One of our book club books, for the ‘clinical decision support’ team for the electronic health record at our institution. We have now read it in our Large PIG book club meeting (the Physician Informatics Group: we try hard not to take ourselves too seriously). Some of us were depressed after reading. The initial optimism of the ‘glass cockpit’, the fancy new computerized design of the complex Airbus aircraft, are instead proving to be a ‘glass cage’, which isolates us and anesthetizes us from the real world. The author provides riveting examples of glass cages: the Inuit who lose their cultural skills of navigating brutally inhospitable landscapes because of GPS and snowmobiles, also, the pilots who make error because of automation, leading to automation bias and automation complacency: thinking the computer must be right, and the computer will know, so I don’t have to. Further, our attention wanders as we cede responsibility for moment to moment control of the task. How do we fight such a trend and temptation, as designers?
Yet the author speaks about ‘adaptive automation’ where a computer could detect the cognitive load or stress in a human partner, and share the cognitive work appropriately. He speaks of Charles Lindbergh, describing his plane as an extension of himself, as a ‘we.’ Can we aspire to improving the design of our current electronic systems to such a partnership that avoids the anesthetic effect and instead becomes more than the sum of the partners? Chess is now played best by human-computer partners; could health care and other industries be the same? And what could that look like? The Glass Cage gives us an evidence-based view into that future (and hopeful) world.
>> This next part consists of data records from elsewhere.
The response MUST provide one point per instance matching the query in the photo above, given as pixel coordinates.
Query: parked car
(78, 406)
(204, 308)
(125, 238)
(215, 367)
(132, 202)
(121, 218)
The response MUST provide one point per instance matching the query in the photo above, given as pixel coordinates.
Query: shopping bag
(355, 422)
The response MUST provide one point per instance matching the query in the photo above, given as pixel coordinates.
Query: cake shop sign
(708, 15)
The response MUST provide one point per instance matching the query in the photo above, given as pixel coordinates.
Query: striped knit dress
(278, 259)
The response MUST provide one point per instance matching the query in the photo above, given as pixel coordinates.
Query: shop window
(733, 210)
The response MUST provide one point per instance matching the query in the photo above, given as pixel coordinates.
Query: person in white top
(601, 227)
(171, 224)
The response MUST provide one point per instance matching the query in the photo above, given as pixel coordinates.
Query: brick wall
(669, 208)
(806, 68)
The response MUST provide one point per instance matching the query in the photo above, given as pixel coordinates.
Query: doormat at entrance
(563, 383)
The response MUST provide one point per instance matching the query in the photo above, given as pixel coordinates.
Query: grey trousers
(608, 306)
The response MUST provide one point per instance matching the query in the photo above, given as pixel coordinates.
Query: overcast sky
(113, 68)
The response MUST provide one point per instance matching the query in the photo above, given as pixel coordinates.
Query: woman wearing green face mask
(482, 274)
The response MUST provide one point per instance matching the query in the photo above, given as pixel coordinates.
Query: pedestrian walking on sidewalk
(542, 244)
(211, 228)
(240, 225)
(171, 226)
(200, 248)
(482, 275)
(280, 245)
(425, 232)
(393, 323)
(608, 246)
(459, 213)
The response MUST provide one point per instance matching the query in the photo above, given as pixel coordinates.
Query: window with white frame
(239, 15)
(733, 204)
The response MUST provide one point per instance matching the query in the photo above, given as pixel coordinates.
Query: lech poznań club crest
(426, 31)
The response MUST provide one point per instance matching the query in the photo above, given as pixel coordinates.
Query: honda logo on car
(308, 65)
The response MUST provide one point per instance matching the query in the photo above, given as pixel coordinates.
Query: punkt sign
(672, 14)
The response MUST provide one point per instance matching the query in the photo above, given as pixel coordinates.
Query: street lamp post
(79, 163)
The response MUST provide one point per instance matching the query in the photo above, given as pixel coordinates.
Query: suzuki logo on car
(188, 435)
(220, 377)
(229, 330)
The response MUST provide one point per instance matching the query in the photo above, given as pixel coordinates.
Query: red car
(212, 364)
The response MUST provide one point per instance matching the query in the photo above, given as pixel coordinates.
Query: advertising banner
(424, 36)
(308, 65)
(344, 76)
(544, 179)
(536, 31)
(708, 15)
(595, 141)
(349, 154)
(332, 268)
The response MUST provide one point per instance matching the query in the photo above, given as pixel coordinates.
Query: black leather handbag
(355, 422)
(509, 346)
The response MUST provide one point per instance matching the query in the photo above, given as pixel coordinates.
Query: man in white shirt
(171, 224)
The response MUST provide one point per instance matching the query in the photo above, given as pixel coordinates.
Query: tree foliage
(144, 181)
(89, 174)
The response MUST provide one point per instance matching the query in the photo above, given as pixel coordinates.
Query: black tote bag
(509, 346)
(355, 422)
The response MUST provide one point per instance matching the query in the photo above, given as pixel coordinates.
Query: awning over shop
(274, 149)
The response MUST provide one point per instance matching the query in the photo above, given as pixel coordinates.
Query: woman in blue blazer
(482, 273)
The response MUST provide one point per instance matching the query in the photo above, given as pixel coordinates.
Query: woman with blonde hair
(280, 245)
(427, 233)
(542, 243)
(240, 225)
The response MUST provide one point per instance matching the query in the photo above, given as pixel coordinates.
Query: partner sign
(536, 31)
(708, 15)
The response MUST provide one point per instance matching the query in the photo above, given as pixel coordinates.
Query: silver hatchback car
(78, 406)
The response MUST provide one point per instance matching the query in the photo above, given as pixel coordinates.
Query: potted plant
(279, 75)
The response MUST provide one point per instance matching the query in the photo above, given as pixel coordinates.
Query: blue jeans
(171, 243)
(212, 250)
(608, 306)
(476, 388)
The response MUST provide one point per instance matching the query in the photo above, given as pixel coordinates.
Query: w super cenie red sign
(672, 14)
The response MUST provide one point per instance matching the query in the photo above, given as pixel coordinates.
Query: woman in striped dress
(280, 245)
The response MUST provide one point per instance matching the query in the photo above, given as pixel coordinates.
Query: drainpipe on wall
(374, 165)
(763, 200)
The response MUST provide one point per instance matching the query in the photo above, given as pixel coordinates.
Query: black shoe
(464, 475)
UPDATE: We had a great discussion during our recent book club. As an indicator, several of my colleagues told me: “I don’t like this book.” Perfect! It made for a juicy, spirited conversation about the benefits and risks of automation and how the stories in the book did or did not apply to healthcare and what we were building. Maybe we can consider “adaptive automation” so that the computer scales up and down its assistance as the clinician comes under crisis so that the human can focus on problem solving and the computer can increasingly assist with routine tasks. And then, we need to take care that “automation complacency” does not increase. We already have heard of clinicians saying “Well, EHR did not pop up an alert for a drug interaction, so that means it must be safe to prescribe this new med for this patient.” Whoa, are we giving away the primacy of our own training and experience to an algorithm already?
CMIO’s take: keep reading, keep learning. It is only through extensive experience from reading and books that we can learn from others in healthcare, and from others in other industries divergent from our own. There are more smart people who DON’T work for you, than who do.